Default Publish and Retrieve Behavior

All HTML files are published with a file encoding that indicates the character set of the HTML file. This encoding is either automatically generated or user-specified. All published files are read as binary data.
When retrieved, all HTML files are written as binary data. By default, no translation occurs. However, translation does occur when a file encoding is specified in the retrieve CALL routine (such as RETRIEVE_PACKAGE, for example).

Rules for Determining File Encoding

You can specify an encoding on the INSERT_HTML CALL routine to indicate the file's character set. The encoding values of ASCII, EBCDIC_R15, and EBCDIC_R25 are treated as special cases in the following encoding rules. The file encoding that is published with each HTML file is determined by the following rules:
  1. The HTML file is searched for charset= within the META tags. The following rules govern the search:
    • The search covers only the META tags found within the HEAD portion of the document.
    • META tags within comments are ignored.
    • By default, the search uses the encoding of the native session. If a special encoding is specified (ASCII, EBCDIC_RS25, or EBCDIC_RS15), the search uses that encoding rather than the native session encoding.
    • The encoding specified within the META tag always takes precedence over user-specified encodings on the INSERT_HTML CALL routine.
  2. If the encoding value is found within the HTML file, then that value is published as the encoding value.
  3. If the encoding value is not found within the HTML, and if a user-specified encoding value was not provided on the INSERT_HTML CALL routine, then the native session encoding is published as the encoding value.
  4. If the encoding value is not found within the HTML, and if the user-specified encoding is not a special case (not ASCII, EBCDIC_RS25, or EBCDIC_RS15), then the user-specified encoding value is published as the encoding value.
  5. If the encoding value is not found within the HTML file, and if a special encoding value of ASCII was specified, then the following rules apply:
    • If running on an ASCII host at publish time, then an attempt is made to use the current locale information to determine the flavor of ASCII encoding. If the locale information is unavailable, then the native session encoding is used.
    • If running on an EBCDIC host at publish time, then an attempt is made to use the current locale information to determine the transport format. If set, then the transport format is the encoding that is used. If not set, then the default becomes ISO-8859-1.
  6. If the encoding value is not found within the HTML file, and if a special encoding value of EBCDIC_RS15 is specified, then an encoding value of OPEN_ED-1047 is used, regardless of the host operating environment.
  7. If the encoding value is not found within the HTML file, and if a special encoding value of EBCDIC_RS25 is specified, then an encoding value of EBCDIC1047 is used, regardless of the host operating environment.
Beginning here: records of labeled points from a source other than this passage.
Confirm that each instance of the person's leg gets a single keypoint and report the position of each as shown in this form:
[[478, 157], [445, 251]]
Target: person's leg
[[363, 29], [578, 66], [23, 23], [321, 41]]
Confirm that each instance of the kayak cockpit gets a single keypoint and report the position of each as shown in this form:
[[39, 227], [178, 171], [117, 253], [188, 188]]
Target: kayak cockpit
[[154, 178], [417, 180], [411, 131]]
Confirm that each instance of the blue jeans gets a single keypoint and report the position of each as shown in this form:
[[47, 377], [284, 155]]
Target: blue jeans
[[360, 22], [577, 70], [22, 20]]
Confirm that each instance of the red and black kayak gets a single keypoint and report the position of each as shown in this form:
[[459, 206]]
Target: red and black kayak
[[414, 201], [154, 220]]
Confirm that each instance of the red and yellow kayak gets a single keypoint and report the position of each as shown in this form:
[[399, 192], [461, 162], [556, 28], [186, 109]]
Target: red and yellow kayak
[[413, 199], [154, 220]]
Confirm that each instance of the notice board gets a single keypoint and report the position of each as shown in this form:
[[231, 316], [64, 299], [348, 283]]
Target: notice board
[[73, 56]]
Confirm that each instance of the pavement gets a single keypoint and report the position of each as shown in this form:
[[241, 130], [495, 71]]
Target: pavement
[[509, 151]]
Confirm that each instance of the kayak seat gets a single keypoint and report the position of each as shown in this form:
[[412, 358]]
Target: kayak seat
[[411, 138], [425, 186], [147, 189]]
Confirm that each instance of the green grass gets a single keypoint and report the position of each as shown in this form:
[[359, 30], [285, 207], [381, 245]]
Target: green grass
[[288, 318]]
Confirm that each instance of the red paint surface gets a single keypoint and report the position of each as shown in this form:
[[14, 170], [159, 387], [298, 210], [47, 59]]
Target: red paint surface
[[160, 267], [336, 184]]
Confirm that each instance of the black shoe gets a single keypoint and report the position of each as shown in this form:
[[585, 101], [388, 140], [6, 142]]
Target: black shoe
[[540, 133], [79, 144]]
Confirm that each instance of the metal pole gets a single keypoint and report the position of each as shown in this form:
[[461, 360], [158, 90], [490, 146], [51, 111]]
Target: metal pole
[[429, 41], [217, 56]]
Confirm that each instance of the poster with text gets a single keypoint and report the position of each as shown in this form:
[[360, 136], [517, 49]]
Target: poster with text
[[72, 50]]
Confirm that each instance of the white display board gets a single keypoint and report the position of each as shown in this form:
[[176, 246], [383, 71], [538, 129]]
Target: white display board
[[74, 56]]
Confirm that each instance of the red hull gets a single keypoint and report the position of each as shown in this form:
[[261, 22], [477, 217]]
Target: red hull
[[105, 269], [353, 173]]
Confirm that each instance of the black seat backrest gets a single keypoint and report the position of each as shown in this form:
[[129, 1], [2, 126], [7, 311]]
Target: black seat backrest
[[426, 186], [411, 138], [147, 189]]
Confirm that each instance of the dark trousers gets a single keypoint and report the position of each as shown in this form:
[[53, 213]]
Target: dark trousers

Specifying an Encoding on the Retrieve

By default, no translation occurs when HTML files are retrieved; the files are written as binary data. To override the default at retrieve time, supply an encoding property. This property indicates that the HTML files should be translated into the specified character set encoding. The encoding that is published with the file is used as the source encoding, and the user-specified encoding is used as the destination encoding.